My dad cosigned a note for me to buy my first skidder at 17, a John Deere 440A for $6500.00. I loaded the logs and wood with a 1530 John Deere tractor. (same one you might see in some pictures I sent). I worked after school and on Saturdays to make that skidder payment. By that time, I had purchased a 1968 Dodge 2-ton single axle truck, I got this guy to help me, and we put a dead axle under it. When I was not hung up, I could haul 2500-2800 feet of good logs.

I got out of high school in 1976 and continued to log, bought a Husky knuckle boom and had a 15” Mobark feller – buncher mounted on a 951 Cat loader and had bought a new 518 Cat Skidder and later put a grapple on it. I had upgraded to 2 DM model live tandem Mack trucks. I was doing good until in 1981 when two of my men died in accidents.

The first one wrecked one of the Mack trucks with a load of 24’ long oak wood headed to Riverville between Concord and Appomattox; the other accident happened when a tree I had just cut but was not grabbed by one of the arms in the feller buncher hit my man across the head in Chatham. I continued to log for another 2 years but my heart was not it. I loved logging more than anything I had ever done but the markets were very bad in 1982 and I stopped logging in December.

I went to work at my family’s (two uncles & father) new wood treatment plant and stayed there until they all split up and started working at RockTenn Company almost 4 years. Next, I came to work in 1996 for Sonny Merryman as trailer shop manager. In 2016 as well as looking after the trailer shop, I started selling trailers, mostly forestry trailers like log, chip, and flat beds since I already had a lot of good contacts.

In 1990 a lady from our church, Kedron Baptist Gladys with the WMU (Women’s Missionary Union) asked if I would get a men’s Brotherhood ministry started and we started a month or two later with 20 men!

We have had some men die out or move and have new ones join. I have seen men bring their young sons to our group and now these young men are now adult men of their own. We have a GREAT group of men and we have done a variety of projects. We have built woodsheds, cut grass in many yards, trimmed countless shrubs, painted metal roofs, blown out a million gutter, helped move furniture, pianos, delivered food, and countless other things of kindness. After 31 years we are still going good.
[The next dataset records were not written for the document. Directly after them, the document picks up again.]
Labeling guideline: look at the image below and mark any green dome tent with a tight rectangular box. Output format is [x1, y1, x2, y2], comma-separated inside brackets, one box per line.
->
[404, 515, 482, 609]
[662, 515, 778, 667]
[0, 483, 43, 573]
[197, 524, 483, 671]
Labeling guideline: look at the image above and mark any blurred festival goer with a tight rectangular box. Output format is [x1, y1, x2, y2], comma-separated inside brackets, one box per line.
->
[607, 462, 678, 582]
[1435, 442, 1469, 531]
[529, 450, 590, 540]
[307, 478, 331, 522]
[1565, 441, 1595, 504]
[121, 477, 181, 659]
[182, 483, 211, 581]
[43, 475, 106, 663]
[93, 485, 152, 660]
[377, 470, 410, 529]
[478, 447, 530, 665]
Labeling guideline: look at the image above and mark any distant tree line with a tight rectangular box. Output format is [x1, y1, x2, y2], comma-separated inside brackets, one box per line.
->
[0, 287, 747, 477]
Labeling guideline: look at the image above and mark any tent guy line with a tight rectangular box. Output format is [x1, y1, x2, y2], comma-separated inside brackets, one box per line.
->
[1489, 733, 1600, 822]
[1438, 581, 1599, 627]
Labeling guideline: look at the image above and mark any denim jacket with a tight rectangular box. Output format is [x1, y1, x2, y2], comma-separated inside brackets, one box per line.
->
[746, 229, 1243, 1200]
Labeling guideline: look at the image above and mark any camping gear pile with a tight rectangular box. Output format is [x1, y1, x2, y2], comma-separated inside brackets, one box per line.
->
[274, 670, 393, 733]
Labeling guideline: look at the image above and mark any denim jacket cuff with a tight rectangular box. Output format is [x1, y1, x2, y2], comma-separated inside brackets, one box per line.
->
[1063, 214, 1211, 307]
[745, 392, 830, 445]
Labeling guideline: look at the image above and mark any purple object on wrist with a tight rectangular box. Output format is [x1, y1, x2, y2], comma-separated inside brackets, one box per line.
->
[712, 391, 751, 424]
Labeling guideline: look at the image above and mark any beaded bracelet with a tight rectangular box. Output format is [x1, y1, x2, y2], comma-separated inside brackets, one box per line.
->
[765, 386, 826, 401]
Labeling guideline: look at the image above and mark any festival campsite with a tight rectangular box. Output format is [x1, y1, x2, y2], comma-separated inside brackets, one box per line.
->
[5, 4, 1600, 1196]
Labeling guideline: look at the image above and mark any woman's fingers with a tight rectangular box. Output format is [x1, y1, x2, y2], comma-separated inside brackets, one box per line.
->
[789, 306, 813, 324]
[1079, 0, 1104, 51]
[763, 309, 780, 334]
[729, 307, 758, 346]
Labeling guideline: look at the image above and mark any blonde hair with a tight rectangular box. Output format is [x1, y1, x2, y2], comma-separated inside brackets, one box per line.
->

A lot of us are getting older and we do have a few young ones coming along but not as many as I would like. God has blessed me with a good job and the means to buy a loader, log truck and other things to help with our ministry. We have a great bunch of men and some of them have “saw dust” in their blood like me.

We are SO blessed to have my neighbors David Morton and AL Hines who work during the week sometime and cut up and split wood. Last year we gave away roughly 160 pickup loads of wood to people in need in the community.

Bobby Nichols and Bo have donated wood as well as several folks who may have dead or blown over trees that we will go get up and haul away on that good looking brown Chevy Wood Chuck!

God has blessed us as a group in SO many ways with good men, keeping us safe, and support from individuals. We have received discounts on new chain saws we have bought from Philips Equipment in

Rustburg and Sonny Merryman has given me church discounts on the two trailers I bought (one flat we process the wood, and one van sitting on the ground) that stores our saws and supplies and wood splitters. Long Island Lumber and H&S Construction, of Long Island, VA graciously donated several dump – truck loads of firewood for their ministry. I think one of the best things for me was advice from my grandfather and father – “Love the lord, work hard and treat people honestly.”

Binnie made it clear as he shared his story of his love for wood and service to others. Binnie said, “I still love the smell of that fresh sawdust coming out of that sharp Stihl”.